结构化）》

Day 46：多模态输入统一模型（文本 / 图片 / 文件 / 结构化）

学习目标

统一抽象 文本、图片、文件、结构化数据等多种输入类型
搞清楚 前端到后端如何传多模态 payload（不绑具体业务）
会写一个通用 InputItem 模型 + 基础管理逻辑

核心知识点

1. 多模态输入统一抽象

export type InputKind = 'text' | 'image' | 'file' | 'json'

export interface BaseInputItem {
  id: string
  kind: InputKind
  createdAt: number
  meta?: Record<string, any>
}

export interface TextInputItem extends BaseInputItem {
  kind: 'text'
  text: string
}

export interface ImageInputItem extends BaseInputItem {
  kind: 'image'
  file: File          // 或 url:string
  previewUrl?: string
}

export interface FileInputItem extends BaseInputItem {
  kind: 'file'
  file: File
}

export interface JsonInputItem extends BaseInputItem {
  kind: 'json'
  data: unknown
}

export type InputItem =
  | TextInputItem
  | ImageInputItem
  | FileInputItem
  | JsonInputItem

2. 前端统一转成后端 payload

// 抽象成后端可以消费的结构（不带 File 本体）
export interface InputPayload {
  kind: InputKind
  text?: string
  url?: string
  fileName?: string
  contentType?: string
  data?: unknown
}

export function toPayload(items: InputItem[]): InputPayload[] {
  return items.map((it) => {
    switch (it.kind) {
      case 'text':
        return { kind: 'text', text: it.text }
      case 'image':
        return {
          kind: 'image',
          url: it.meta?.uploadedUrl, // 由上传接口返回
          fileName: (it.file as File).name,
          contentType: (it.file as File).type
        }
      case 'file':
        return {
          kind: 'file',
          url: it.meta?.uploadedUrl,
          fileName: it.file.name,
          contentType: it.file.type
        }
      case 'json':
        return { kind: 'json', data: it.data }
    }
  })
}

3. 与聊天结合的基本思路
- 文本：直接作为 message 内容
- 图片/文件：先上传 → 拿到 url/id → 作为 InputPayload 附在当前问题上
- 结构化 JSON：可作为 context（例如当前选中行/报表过滤条件）

简单实战代码示例（可直接用）

多模态输入管理 hook

import { useState, useCallback } from 'react'
import type { InputItem, TextInputItem, ImageInputItem, FileInputItem } from './inputTypes'

export function useInputItems() {
  const [items, setItems] = useState<InputItem[]>([])
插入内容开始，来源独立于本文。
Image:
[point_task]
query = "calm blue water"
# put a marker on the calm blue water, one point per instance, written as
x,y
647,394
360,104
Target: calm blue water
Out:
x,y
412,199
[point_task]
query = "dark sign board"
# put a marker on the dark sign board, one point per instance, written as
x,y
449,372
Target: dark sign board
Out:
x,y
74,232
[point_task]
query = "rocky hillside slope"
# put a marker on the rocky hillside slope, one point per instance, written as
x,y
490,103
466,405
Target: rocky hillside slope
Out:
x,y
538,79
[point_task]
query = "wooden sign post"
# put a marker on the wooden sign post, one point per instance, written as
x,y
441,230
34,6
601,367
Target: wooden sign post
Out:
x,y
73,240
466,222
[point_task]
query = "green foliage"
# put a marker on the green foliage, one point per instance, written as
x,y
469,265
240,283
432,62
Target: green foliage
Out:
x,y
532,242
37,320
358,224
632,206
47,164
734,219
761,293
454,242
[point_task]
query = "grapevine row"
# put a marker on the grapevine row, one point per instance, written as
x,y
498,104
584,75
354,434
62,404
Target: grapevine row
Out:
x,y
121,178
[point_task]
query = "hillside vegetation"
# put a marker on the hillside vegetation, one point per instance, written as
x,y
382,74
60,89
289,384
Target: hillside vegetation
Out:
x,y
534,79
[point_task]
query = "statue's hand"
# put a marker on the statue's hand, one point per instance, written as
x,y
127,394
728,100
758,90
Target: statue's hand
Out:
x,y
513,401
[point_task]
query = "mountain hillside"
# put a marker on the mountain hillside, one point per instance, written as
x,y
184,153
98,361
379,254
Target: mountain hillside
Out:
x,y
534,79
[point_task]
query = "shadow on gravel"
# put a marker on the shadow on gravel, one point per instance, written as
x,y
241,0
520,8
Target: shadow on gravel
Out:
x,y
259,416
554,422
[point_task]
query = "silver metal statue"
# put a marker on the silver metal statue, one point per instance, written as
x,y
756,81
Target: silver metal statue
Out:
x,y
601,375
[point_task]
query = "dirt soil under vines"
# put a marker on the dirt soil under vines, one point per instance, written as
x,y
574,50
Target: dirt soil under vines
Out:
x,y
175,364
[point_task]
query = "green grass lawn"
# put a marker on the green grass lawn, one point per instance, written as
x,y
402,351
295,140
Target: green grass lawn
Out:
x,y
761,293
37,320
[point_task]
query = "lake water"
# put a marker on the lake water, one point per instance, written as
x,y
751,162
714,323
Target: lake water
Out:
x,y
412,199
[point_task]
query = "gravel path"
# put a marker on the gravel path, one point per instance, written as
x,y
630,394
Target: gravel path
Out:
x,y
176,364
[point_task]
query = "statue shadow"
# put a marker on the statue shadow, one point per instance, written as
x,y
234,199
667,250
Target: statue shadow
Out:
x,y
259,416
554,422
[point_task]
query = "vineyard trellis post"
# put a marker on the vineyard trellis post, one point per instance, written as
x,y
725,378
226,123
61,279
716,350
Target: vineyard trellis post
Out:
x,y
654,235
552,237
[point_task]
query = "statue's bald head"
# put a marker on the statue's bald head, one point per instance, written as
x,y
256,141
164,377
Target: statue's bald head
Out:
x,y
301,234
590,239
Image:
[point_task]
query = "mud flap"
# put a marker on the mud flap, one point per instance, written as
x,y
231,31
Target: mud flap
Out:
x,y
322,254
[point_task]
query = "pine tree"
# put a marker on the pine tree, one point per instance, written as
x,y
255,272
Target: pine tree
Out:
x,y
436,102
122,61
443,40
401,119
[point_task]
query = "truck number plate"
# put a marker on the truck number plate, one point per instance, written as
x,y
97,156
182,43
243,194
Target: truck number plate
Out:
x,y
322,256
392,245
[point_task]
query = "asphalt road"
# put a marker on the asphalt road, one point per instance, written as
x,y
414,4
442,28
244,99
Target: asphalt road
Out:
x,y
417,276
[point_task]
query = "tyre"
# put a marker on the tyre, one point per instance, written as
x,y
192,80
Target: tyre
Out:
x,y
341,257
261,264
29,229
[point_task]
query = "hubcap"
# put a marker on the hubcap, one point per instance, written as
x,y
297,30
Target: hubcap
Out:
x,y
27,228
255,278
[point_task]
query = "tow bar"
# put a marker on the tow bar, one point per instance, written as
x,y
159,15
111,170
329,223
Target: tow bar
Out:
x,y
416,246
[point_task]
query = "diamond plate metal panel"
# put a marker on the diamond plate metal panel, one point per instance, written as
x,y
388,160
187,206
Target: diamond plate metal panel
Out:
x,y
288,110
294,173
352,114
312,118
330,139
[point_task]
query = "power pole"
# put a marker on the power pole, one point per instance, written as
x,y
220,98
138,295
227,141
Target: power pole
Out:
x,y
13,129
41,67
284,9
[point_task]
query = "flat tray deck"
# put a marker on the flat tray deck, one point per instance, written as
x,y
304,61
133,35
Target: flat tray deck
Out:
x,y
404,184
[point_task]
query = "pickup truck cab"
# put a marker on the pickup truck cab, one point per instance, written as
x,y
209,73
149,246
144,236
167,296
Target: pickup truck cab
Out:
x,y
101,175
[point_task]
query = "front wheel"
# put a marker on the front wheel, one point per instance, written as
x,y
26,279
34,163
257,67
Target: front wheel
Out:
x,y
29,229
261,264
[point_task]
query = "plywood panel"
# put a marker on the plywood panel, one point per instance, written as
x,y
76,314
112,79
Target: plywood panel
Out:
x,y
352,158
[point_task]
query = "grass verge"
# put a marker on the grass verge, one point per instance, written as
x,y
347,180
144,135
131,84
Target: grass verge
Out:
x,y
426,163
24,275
  const addText = useCallback((text: string) => {
    const item: TextInputItem = {
      id: crypto.randomUUID(),
      kind: 'text',
      text,
      createdAt: Date.now()
    }
    setItems(prev => [...prev, item])
  }, [])

  const addImageFile = useCallback((file: File) => {
    const item: ImageInputItem = {
      id: crypto.randomUUID(),
      kind: 'image',
      file,
      previewUrl: URL.createObjectURL(file),
      createdAt: Date.now()
    }
    setItems(prev => [...prev, item])
  }, [])

  const addFile = useCallback((file: File) => {
    const item: FileInputItem = {
      id: crypto.randomUUID(),
      kind: 'file',
      file,
      createdAt: Date.now()
    }
    setItems(prev => [...prev, item])
  }, [])

  const removeItem = useCallback((id: string) => {
    setItems(prev => prev.filter(i => i.id !== id))
  }, [])

  const clear = useCallback(() => setItems([]), [])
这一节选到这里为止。